Cardiac Surgery + Readmission = Opportunity for Improvement

Readmission rates among cardiac surgery patients have been reported to range from approximately 14 percent to 63 percent, a rate that far exceeds that in patients who undergo other surgical procedures.

Readmission rates among cardiac surgery patients have been reported to range from approximately 14% to 63%, a rate that far exceeds that in patients who undergo other surgical procedures. Identifying the frequency, timing, and associated risk factors for readmission after cardiac operations could help lower the readmission rate.

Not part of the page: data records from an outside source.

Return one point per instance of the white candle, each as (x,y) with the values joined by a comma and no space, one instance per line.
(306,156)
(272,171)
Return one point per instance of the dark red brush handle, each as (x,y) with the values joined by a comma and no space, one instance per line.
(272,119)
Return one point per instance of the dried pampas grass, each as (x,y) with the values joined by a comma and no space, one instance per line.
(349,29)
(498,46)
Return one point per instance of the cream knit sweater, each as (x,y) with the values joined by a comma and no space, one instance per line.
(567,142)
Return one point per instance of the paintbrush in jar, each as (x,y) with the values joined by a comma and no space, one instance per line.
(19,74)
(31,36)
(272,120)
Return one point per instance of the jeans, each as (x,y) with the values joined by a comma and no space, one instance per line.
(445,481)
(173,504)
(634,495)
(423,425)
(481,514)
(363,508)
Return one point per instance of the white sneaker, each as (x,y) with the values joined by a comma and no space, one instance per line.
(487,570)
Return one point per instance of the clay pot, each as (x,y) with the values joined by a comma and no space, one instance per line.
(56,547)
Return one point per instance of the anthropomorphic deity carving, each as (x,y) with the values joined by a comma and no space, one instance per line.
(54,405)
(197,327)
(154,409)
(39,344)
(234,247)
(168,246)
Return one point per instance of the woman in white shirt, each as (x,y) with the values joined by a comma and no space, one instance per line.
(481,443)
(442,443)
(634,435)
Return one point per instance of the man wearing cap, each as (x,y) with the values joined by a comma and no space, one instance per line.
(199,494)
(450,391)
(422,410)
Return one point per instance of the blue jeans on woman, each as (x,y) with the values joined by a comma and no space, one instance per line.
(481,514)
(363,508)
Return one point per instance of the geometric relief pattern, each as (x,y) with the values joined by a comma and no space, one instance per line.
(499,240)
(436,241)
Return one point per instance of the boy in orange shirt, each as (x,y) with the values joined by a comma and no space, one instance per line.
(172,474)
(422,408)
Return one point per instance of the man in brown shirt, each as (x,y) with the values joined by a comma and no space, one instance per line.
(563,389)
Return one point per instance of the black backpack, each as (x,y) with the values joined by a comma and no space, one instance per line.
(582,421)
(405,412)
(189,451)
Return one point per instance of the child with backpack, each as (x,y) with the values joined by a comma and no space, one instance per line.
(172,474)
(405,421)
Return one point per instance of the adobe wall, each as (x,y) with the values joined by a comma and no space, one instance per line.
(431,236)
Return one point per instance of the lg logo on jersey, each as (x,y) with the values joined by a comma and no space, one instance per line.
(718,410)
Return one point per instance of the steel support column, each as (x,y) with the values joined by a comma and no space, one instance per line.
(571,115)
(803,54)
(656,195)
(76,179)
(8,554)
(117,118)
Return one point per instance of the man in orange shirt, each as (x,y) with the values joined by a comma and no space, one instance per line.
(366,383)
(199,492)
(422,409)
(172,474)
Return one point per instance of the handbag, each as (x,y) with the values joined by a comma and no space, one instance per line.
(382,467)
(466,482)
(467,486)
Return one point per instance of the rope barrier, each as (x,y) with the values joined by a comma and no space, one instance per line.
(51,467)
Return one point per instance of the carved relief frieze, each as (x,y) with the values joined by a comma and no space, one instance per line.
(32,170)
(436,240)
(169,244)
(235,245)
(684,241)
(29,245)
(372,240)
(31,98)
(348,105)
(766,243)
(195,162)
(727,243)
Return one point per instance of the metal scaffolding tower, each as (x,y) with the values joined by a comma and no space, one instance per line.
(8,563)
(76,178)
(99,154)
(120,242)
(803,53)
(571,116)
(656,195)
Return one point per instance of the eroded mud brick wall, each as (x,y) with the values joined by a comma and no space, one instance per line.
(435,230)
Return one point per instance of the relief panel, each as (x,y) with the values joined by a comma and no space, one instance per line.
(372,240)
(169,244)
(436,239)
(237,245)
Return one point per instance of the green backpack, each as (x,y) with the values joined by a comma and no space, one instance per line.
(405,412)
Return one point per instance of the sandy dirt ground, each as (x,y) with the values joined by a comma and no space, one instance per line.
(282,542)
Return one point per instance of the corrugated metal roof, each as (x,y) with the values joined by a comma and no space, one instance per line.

Researchers from a number of cardiac surgery centers in North America conducted a study of adult cardiac surgical patients (N=5,158) who were treated at 10 centers. This prospective cohort study targeted risk factors for postsurgical infection and all-cause readmissions within 65 days.

They determined that the overall readmission rate among these 10 centers was 18.7%. By procedure, the rates were:

  • 14.9% for isolated coronary artery bypass grafting
  • 18.3% for isolated valve
  • 25% for coronary artery bypass grafting plus valve

Approximately 50% of readmissions occurred within 22 days and patients had a median length of stay of 5 days. Eighty percent of readmissions occurred in the first month and were primarily a related infection (17.1%), arrhythmia (17.1%), and volume overload (13.5%). After 30 days, readmission was less likely. Roughly 16% of readmitted patients were discharged to locations other than home.

Women were more likely to be readmitted than men, and diseases that increased readmission risk included diabetes and chronic obstructive pulmonary disease. Patients who experience elevated creatinine or lower hemoglobin were also at increased risk, as were those whose procedures were longer in duration or more complex.

The Centers for Medicare and Medicaid Services’ Readmission Reduction Initiative penalizes institutions when patients are readmitted within 30 day. This study shows that most readmissions occur within 30 days, and validates CMS’s window. The authors write that their findings are a call for action. They suggest that institutions that improve care processes related to in-hospital infections, postoperative arrhythmias, and volume overload can expect to see the largest reductions in readmissions. This article appears as an electronic publication in The Annals of Thoracic Surgery.